Morris concludes that Semmelweis would have been recognized earlier if he had been more articulate. As for Rylance, communication is a long suit. His Semmelweis is empathetic, charismatic, and self-analytical. Ultimately, the character is a loner to the point of leaving his wife though by this time madness has taken hold. Rylance struggling to escape a straitjacket (we learn that Semmelweis tried to fight his way out of Vienna’s Tower of Fools asylum) is a sombre image to end on. The actor makes us see the physical and intellectual pain that is breaking over his character in waves. It’s the climax of a cumulative portrait of great subtlety in which he has been the focus without once depriving his colleagues of oxygen. “Don’t be frightened of chaos” is a Rylance aphorism. He has investigated it here in a character who could see his way clearly through a set of statistics but who finally implodes.

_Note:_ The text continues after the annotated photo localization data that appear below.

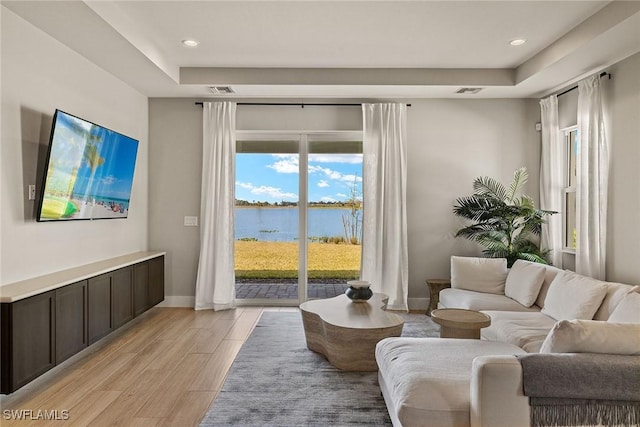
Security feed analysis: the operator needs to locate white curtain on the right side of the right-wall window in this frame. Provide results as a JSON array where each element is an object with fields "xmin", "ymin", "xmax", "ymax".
[{"xmin": 576, "ymin": 75, "xmax": 609, "ymax": 280}]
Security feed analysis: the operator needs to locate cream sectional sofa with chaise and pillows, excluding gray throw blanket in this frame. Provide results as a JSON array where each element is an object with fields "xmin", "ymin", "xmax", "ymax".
[{"xmin": 376, "ymin": 257, "xmax": 640, "ymax": 427}]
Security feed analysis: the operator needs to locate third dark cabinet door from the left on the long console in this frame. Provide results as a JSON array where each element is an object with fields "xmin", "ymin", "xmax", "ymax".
[{"xmin": 87, "ymin": 273, "xmax": 113, "ymax": 344}]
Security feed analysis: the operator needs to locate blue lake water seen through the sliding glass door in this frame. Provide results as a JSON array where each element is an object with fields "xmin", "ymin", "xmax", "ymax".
[{"xmin": 235, "ymin": 207, "xmax": 358, "ymax": 242}]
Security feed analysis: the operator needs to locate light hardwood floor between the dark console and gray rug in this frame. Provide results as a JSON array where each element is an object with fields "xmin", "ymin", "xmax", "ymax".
[{"xmin": 0, "ymin": 307, "xmax": 296, "ymax": 427}]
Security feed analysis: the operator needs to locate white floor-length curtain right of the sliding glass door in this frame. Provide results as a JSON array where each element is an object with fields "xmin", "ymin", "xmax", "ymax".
[{"xmin": 361, "ymin": 104, "xmax": 409, "ymax": 310}]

Even the most literal part of me realizes that a play written using a close approximation to what we know about conversation styles in mid-nineteenth century Mitteleuropa would never work but the more extreme anachronisms here still jarred. Did a character really need to be encouraged with the present-day slang “You’ve got this!” and did I really hear one of the hospital surgeons singing a snatch of Queen’s “We Will Rock You”?

What is it with plays about science? Brown has also written a play about Descartes but I can find nothing about its staging history. I wouldn’t put this in the roster headed by Michael Frayn’s Copenhagen (also populated by ghosts) and Nick Payne’s Constellations but it’s certainly more enjoyable than Tom Stoppard’s The Hard Problem. We will soon be spoilt with another production of Lucy Prebble’s wonderful The Effect (at the National Theatre) which is also set in a clinical environment.